On the other hand claimant contends subdivision 7(1) of the statute required $14,000.00 be awarded the surviving spouse, and that the State Industrial Court may neither reduce the base award for the surviving spouse, nor apportion any part of that amount to dependent children.

This variety of argument points up existing conflict in application of death benefit provisions, and discloses necessity for interpretation of questioned provisions to settle existing uncertainty and avoid future problems. Prefatory to discussion of this statute, and ascertainment of legislative intent behind enactment in present form, it is appropriate to consider briefly the history of this act in the years prior to amendment of our death benefits act. To the same extent judicial notice is taken of statutes, courts also may take judicial notice of legislature proceedings recorded in legislative journals. State, etc. v. Freeman (Okl.), 440 P.2d 774. Matters referred to hereafter are formally reflected by legislative journals, and disclose acts and proceedings which may be judicially noticed.

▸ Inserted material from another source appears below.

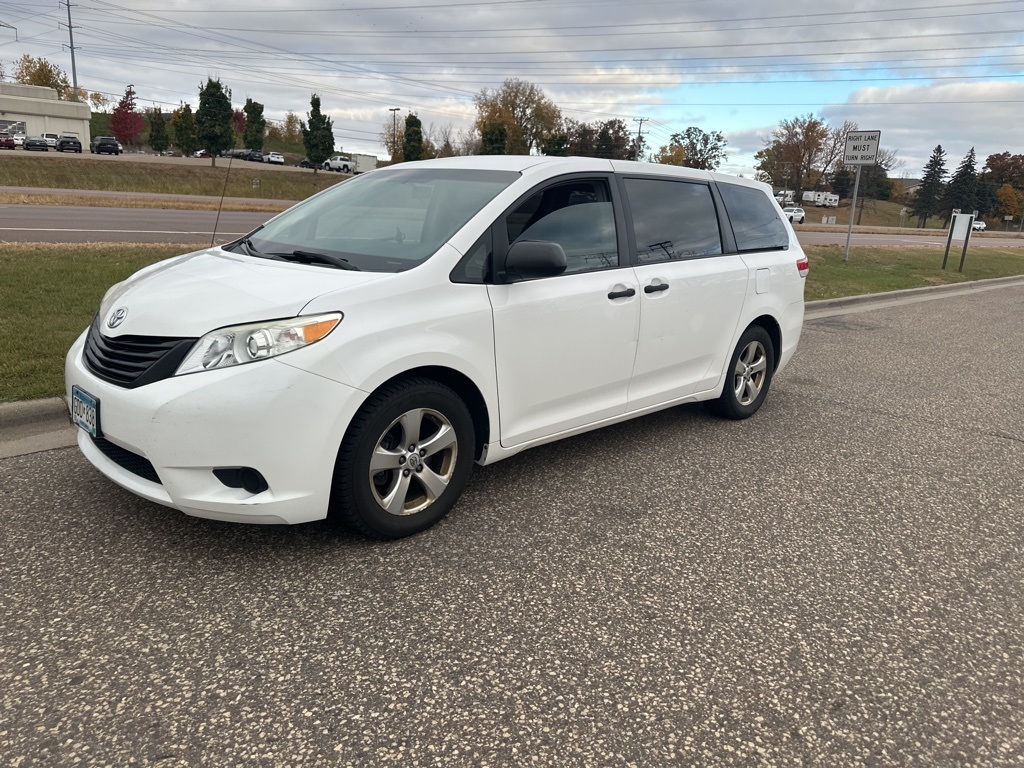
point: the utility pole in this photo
(394, 130)
(640, 122)
(71, 37)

Death benefit provisions of our compensation act come into being by constitutional amendment (Art. XXIII, Sec. 7) adopted by the electorate in 1950. This amendment was vitalized by enactment of H.B. 312, S. L.1951, c. 2, p. 267, expressing amendatory changes to bring settlement of death benefits provisions within purview of Workmen’s Compensation Act. Constitutionality of the act was upheld in Capitol Steel and Iron Co. v. Fuller, 206 Okl. 638, 245 P.2d 1134.

In Fuller this court construed and applied the amendment, as related to distribution of death benefits, holding: (1) for death occurring subsequent to enactment, recovery of benefits was by award under Workmen’s Compensation Act; (2) those entitled to distribution of death benefits were required to be heirs at law and dependents of deceased; (3) distribution of death benefits was conditioned upon dependency and pecuniary loss suffered by the survivors. Extent of loss must be determined by State Industrial Court, which occupies the same position as a jury in wrongful death actions. The court must apportion an award to those beneficially entitled thereto, but the only criterion for apportionment is consideration of loss shown to have been suffered by each. Thus, in Fuller, entire amount of the award was payable to the surviving spouse, since only she sustained pecuniary loss. Undoubtedly the State Industrial Court followed reasoning expressed in Fuller, supra, when determining the question of pecuniary loss sustained by each dependent heir of deceased.

The statute remained the same as to force, effect and benefits payable ($13,500.00) until amendment in 1965 (S.L.1965, c. 131 § 1). Section 22 then was amended to provide payment of $700.00 to a deceased’s estate where there was no surviving dependent entitled to benefits. The Act continued in this form until 1970, when § 22 was amended (so far as pertinent here) by increasing death benefits payable to a surviving spouse to $14,000.00. (S.L.1970, c. 318, p. 587)

In 1971 S.B. 174 was introduced, proposing to amend § 22, particularly in respect *1183 to death benefits. This bill proposed payment of $14,000.00 benefit to any surviving spouse. Increments of $4,000.00 were added for each surviving child to $25,000.00 maximum. The base award ($14,000.00) was reserved to a surviving spouse in all cases, and where more than one child survived the excess above this base was apportioned equally among minor dependents. Plain provisions of this proposed amendment unquestionably intended a surviving spouse should be awarded the base amount in every case.